Thursday, December 25, 2008


Holiday Movie Category: Saving Private Jesus


No Santa, no reindeer, no Wal-Mart, no fruitcake, no greeting cards, no turkey, no presents, no wrapping paper, no cheap sentiment, only a moving statement on the human condition in times of morbid desperation. Oh, and candy canes!

More details here.


X-mas Eve, 1914, the Western Front. The Scotts, the French, and their enemy the Germans are in a stalled battled and everyone’s nerves on are edge on all sides. We meet two Scottish brothers and their vicar who enlisted in the army after the declaration of war was announced. One of the brothers dies in battle and the vicar, now a tough-as-nails medic, tries to comfort the other anguished brother. We meet an officious French lieutenant who must deal with his equally officious General father and his high expectations. And we meet German husband/wife opera singers separated by the war, but reunited on X-mas Eve to sing to the troops in the trenches. In one miraculous moment, the three factions are united by song and they agree to an unofficial X-mas ceasefire. They sing, drink, bury their dead, and play football the following morning. Unfortunately, they all must face the consequences for their actions for displaying humanity in an inhumane situation but the impact of this true story left a mark on the legacy of World War I and the unifying power of the holiday.

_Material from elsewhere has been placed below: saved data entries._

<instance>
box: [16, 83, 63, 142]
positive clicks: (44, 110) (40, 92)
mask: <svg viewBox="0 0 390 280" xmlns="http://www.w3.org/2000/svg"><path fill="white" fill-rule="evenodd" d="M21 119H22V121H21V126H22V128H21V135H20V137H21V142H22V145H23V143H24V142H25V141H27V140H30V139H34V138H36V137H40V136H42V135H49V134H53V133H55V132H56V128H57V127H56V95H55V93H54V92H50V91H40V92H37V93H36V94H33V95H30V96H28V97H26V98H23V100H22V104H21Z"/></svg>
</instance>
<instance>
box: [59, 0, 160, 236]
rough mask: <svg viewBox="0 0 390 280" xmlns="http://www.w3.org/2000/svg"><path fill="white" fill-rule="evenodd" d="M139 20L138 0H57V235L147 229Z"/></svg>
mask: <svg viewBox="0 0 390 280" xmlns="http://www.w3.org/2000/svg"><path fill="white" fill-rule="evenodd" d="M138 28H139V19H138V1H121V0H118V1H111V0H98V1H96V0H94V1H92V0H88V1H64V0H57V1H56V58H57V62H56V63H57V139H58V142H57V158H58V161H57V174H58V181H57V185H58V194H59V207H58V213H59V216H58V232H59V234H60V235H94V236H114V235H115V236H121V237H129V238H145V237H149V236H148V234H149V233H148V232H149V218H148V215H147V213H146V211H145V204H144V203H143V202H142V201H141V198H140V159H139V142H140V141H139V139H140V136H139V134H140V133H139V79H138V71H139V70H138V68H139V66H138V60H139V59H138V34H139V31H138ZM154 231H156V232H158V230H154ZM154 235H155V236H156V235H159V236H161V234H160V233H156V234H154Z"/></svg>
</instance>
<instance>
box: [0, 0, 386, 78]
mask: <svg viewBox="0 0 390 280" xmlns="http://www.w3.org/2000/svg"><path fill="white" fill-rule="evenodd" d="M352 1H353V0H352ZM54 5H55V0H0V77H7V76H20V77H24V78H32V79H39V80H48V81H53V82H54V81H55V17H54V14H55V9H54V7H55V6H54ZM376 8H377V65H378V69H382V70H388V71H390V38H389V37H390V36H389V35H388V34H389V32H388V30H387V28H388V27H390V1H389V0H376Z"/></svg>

Joyeux Noel is a heartfelt, visually arresting film with a somber, if a bit heavy-handed, anti-war message. The film focuses not so much about the brutality and mindlessness of war (a given); it’s more about the simple things that unite human beings despite our tenacity to kill each other. However, at times the movie may be a little too eager to uplift, given that the true outcome of the truce and the fate of the men who participated is kind of a downer. But the film manages to make up for with terrific characters and wonderful ending. The story of the X-mas truce is a remarkable one and Joyeux Noel tells it with gentile humor and simple grace. And it’s comforting to know that for one brief moment in history a group of men was able to put down their guns, share some cheer, and forget the war if only for a single day.